This necklace (waseisei or wasekaseka) of thirty ‘tusks’ would have been carved and sawn by a Tongan craftsman for a Fijian chief. (‘Full’ or complete necklaces seem to have around thirty elements.) Each component has been carved from sperm whale teeth. From the early 19th century, Tongan traders brought sperm whale teeth to Fiji along with other trade goods and necklaces such as this example circulated throughout Fiji, Tonga and Samoa (Kaeppler, 2010, p. 213).
Each element has been craved to resemble a tusk being curved and ending in a point. The natural curve of the sperm whale tooth allows each ‘tusk’ to have the curve that it does. Each has been polished and then drilled with a hole to allow suspension. Much of the original fibre sennit remains but that on which the tusks are threaded is a later threading.

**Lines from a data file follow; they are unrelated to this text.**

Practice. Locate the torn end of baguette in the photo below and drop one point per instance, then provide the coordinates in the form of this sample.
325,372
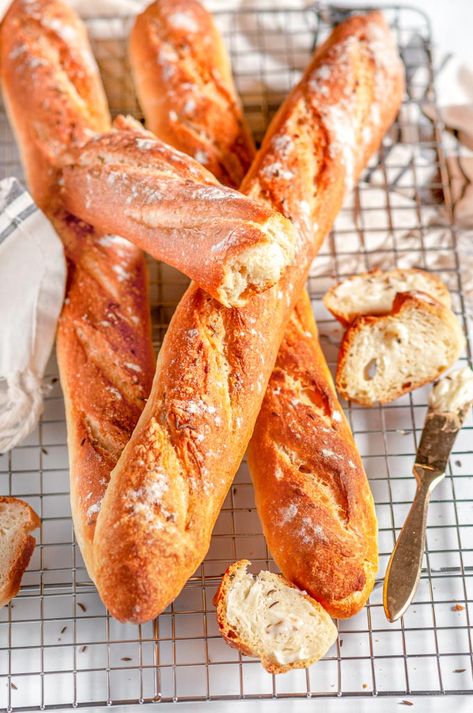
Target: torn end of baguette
266,616
260,266
382,358
374,292
17,520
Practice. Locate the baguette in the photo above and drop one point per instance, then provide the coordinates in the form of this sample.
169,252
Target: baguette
17,520
374,292
172,207
166,491
300,365
266,616
311,490
184,84
383,357
55,101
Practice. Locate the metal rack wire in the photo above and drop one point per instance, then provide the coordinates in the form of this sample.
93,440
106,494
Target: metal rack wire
59,647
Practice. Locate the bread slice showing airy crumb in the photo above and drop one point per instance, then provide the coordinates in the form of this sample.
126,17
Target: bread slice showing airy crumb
17,520
374,292
383,357
266,616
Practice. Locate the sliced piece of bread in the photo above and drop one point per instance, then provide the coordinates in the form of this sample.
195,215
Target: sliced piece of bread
266,616
374,292
383,357
17,520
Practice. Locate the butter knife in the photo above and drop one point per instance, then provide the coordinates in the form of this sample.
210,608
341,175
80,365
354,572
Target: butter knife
450,401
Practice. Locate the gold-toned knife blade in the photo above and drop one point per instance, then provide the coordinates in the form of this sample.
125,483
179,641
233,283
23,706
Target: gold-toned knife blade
450,403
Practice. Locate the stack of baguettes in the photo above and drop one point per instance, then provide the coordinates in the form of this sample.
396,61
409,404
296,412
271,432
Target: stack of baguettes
145,526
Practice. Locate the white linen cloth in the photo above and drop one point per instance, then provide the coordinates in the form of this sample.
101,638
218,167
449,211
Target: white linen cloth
32,281
32,268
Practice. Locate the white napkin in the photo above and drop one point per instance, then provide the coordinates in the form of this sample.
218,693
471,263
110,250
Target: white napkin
32,282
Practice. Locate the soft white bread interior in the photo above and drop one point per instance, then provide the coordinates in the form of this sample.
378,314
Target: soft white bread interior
383,357
374,292
265,616
17,520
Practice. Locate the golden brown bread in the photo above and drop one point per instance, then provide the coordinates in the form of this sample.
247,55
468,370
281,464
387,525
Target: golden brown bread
266,616
300,366
50,87
312,494
17,520
172,207
166,491
55,100
385,356
373,292
185,87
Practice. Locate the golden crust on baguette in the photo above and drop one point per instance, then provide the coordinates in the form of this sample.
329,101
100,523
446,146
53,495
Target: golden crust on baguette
290,368
166,491
381,358
311,490
169,205
266,616
184,84
17,520
52,89
55,102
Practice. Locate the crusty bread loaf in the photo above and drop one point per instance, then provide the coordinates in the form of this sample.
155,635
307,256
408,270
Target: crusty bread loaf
51,89
17,520
266,616
165,493
300,362
383,357
55,100
374,292
311,491
185,87
172,207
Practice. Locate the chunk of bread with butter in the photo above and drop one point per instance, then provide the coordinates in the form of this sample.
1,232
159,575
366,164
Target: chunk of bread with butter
383,357
374,292
266,616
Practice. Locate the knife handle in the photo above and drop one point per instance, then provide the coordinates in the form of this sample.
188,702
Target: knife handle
404,567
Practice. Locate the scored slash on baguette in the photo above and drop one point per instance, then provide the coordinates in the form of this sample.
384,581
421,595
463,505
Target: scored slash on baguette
374,292
266,616
17,520
383,357
132,184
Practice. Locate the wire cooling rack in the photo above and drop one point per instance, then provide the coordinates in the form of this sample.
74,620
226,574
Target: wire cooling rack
59,647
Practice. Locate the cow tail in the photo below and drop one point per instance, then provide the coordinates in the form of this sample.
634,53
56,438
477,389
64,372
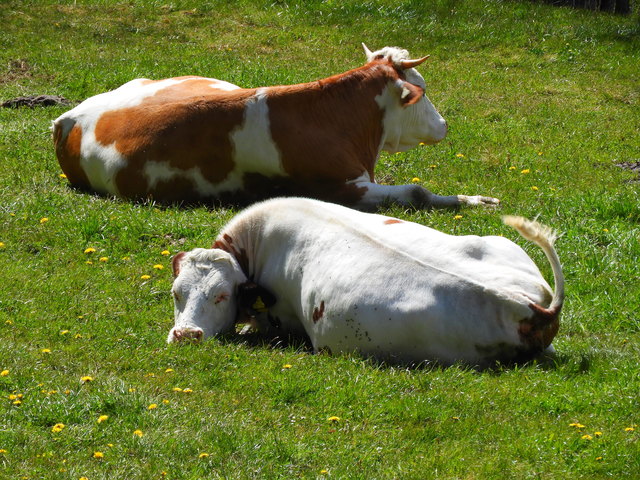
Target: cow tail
544,237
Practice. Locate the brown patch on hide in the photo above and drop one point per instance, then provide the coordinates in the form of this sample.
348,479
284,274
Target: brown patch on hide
183,126
538,332
68,153
330,130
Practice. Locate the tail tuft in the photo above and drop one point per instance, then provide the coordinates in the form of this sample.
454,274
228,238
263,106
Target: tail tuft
544,237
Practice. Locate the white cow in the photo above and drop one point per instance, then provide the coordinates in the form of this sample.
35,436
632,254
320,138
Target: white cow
360,282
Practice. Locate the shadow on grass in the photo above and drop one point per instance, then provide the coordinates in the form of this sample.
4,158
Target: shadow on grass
570,365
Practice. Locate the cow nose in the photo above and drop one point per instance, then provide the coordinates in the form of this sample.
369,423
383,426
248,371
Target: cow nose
188,334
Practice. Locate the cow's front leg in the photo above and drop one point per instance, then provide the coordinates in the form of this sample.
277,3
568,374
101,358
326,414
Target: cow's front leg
415,196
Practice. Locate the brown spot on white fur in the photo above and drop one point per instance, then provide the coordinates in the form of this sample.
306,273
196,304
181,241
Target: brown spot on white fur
318,312
68,152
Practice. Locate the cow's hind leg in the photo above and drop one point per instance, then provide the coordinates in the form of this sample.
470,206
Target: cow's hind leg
415,196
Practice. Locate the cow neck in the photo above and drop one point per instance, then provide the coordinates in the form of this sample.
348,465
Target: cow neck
342,113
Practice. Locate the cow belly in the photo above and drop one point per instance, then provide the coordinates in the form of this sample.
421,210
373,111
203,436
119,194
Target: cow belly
412,316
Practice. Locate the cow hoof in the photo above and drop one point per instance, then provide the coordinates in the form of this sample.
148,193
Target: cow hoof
478,200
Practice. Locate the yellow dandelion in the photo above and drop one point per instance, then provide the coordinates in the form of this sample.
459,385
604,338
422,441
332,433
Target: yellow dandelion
58,427
103,418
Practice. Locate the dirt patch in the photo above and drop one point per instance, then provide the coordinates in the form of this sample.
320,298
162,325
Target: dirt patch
35,101
632,166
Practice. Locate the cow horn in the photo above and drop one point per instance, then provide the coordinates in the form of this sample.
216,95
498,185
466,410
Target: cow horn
367,52
405,64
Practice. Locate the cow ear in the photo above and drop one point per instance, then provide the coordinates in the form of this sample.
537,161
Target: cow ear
175,263
410,94
254,299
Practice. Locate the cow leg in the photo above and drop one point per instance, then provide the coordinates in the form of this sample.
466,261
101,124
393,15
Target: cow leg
415,196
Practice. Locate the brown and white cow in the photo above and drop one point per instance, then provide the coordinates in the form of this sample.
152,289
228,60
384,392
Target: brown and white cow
196,139
360,282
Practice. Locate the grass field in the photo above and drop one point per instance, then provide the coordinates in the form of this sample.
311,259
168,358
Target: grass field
542,104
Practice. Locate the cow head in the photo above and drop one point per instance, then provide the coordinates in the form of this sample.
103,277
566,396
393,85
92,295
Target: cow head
204,294
410,118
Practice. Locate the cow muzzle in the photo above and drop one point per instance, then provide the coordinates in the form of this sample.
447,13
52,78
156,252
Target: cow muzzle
188,335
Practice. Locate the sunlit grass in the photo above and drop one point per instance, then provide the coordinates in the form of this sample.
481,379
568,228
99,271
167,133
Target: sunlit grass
542,103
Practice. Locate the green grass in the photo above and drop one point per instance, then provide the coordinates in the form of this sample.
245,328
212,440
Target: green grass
524,87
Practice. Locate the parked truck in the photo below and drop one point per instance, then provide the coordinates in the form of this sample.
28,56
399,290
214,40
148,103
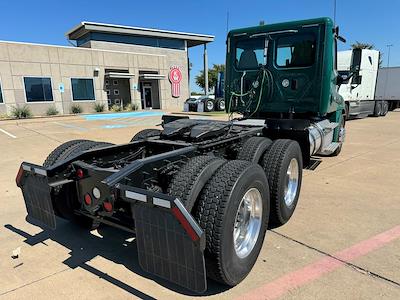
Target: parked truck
199,195
374,91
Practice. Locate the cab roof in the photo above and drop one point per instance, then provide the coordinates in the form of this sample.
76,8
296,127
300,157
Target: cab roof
282,26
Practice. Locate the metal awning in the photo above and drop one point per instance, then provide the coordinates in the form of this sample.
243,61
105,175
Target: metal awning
152,76
119,75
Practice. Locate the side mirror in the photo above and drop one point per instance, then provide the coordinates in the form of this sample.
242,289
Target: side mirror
356,61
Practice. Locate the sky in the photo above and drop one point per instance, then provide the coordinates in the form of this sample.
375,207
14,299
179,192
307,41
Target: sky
45,21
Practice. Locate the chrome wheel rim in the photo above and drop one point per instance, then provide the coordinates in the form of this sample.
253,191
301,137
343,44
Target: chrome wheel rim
247,224
292,182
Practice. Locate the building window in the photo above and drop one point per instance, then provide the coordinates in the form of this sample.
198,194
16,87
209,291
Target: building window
82,89
1,94
38,89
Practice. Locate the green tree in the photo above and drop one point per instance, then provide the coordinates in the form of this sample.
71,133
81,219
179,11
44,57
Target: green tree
212,76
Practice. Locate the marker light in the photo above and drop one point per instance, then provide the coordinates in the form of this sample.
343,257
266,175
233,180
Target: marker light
107,206
79,173
88,199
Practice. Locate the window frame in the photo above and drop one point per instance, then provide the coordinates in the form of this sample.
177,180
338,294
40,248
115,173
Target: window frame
265,58
43,101
84,100
275,60
1,93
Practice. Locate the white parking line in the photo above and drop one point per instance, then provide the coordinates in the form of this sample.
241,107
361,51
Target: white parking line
70,126
9,134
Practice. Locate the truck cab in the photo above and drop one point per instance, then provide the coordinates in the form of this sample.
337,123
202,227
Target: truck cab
359,90
284,69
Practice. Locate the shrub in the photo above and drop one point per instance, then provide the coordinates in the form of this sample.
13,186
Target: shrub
21,112
99,107
131,107
52,111
116,108
76,109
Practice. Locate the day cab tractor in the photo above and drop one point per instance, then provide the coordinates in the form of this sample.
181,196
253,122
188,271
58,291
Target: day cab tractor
199,195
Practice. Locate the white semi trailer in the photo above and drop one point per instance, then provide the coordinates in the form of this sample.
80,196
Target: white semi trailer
374,91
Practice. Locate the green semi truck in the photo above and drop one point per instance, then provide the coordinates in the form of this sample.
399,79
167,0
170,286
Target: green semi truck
199,195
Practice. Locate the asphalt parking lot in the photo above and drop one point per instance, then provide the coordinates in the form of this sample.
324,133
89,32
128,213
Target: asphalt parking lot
343,241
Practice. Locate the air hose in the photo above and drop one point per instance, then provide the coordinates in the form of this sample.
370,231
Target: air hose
265,75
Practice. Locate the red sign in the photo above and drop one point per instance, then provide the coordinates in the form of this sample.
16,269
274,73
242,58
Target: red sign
175,76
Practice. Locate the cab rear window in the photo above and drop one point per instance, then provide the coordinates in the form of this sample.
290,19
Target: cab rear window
295,51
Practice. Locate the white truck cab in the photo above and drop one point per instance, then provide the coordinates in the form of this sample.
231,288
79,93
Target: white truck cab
359,90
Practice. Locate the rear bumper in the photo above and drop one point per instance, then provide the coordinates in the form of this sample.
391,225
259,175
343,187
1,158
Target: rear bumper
170,242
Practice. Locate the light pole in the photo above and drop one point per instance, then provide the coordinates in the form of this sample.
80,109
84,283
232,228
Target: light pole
334,12
387,71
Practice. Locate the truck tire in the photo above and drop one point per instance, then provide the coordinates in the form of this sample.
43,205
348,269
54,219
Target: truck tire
283,165
237,185
385,108
55,154
254,148
145,133
377,109
187,184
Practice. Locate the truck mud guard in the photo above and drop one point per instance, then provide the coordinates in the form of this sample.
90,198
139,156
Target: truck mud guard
32,180
170,243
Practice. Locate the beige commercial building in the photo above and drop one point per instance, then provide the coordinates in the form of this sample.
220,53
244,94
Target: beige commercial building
111,64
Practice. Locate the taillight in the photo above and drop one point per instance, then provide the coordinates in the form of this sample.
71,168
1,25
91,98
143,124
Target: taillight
79,173
88,199
19,176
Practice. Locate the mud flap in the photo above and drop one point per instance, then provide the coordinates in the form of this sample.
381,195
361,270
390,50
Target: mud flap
36,191
170,243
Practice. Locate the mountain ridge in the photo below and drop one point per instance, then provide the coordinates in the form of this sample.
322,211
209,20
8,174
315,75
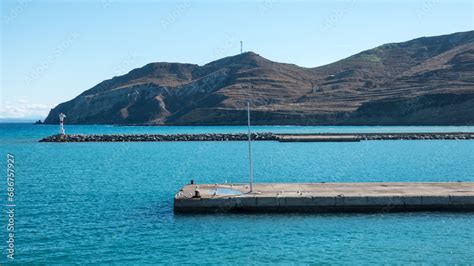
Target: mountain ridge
424,81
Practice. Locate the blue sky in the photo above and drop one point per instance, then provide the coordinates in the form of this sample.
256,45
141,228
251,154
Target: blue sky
51,51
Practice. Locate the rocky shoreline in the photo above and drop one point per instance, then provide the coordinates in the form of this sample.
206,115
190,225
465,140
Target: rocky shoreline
323,137
157,137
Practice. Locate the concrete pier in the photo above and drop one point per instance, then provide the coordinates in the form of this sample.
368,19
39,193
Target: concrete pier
326,197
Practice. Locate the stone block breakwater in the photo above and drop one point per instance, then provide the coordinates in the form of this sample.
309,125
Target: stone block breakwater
266,136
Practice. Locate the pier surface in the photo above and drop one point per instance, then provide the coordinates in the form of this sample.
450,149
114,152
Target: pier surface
261,136
326,197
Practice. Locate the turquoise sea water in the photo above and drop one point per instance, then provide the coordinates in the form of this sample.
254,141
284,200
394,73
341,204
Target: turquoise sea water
112,202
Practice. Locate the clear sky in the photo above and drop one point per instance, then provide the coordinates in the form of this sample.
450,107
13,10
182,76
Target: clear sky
51,51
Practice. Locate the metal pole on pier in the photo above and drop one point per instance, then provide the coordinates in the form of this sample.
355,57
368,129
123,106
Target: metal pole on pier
250,147
61,123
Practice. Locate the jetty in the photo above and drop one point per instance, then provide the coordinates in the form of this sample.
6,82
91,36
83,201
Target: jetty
260,136
325,197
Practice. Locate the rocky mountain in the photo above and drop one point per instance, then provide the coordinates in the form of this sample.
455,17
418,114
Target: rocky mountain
425,81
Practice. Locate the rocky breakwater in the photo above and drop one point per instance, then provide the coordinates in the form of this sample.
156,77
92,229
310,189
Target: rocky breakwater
157,137
417,136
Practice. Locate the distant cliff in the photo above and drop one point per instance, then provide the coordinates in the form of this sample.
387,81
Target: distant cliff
425,81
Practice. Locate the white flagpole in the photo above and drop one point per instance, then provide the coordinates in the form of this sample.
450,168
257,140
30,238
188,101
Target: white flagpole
250,147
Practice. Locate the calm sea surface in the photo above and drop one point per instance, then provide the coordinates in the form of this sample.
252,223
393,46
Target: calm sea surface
112,202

Such necklaces were worn but were also an important part of gift exchange between chiefs and between chiefs and visitors to the islands.
The necklace has a wonderful patina – each element has a lovely yellowed colour. Most of the tusks are in good order, with only the occasional minor, age-related chipping.
References
Herle, A. & L. Carreau, Chiefs & Governors: Art and Power in Fiji, Museum of Archaeology and Anthropology, University of Cambridge, 2013.
Hooper, S., Pacific Encounters: Art & Divinity in Polynesia 1760-1860, British Museum Press, 2006.
Kaeppler, A. L., Polynesia: The Mark and Carolyn Blackburn Collection of Polynesian Art, University of Hawaii Press, 2010.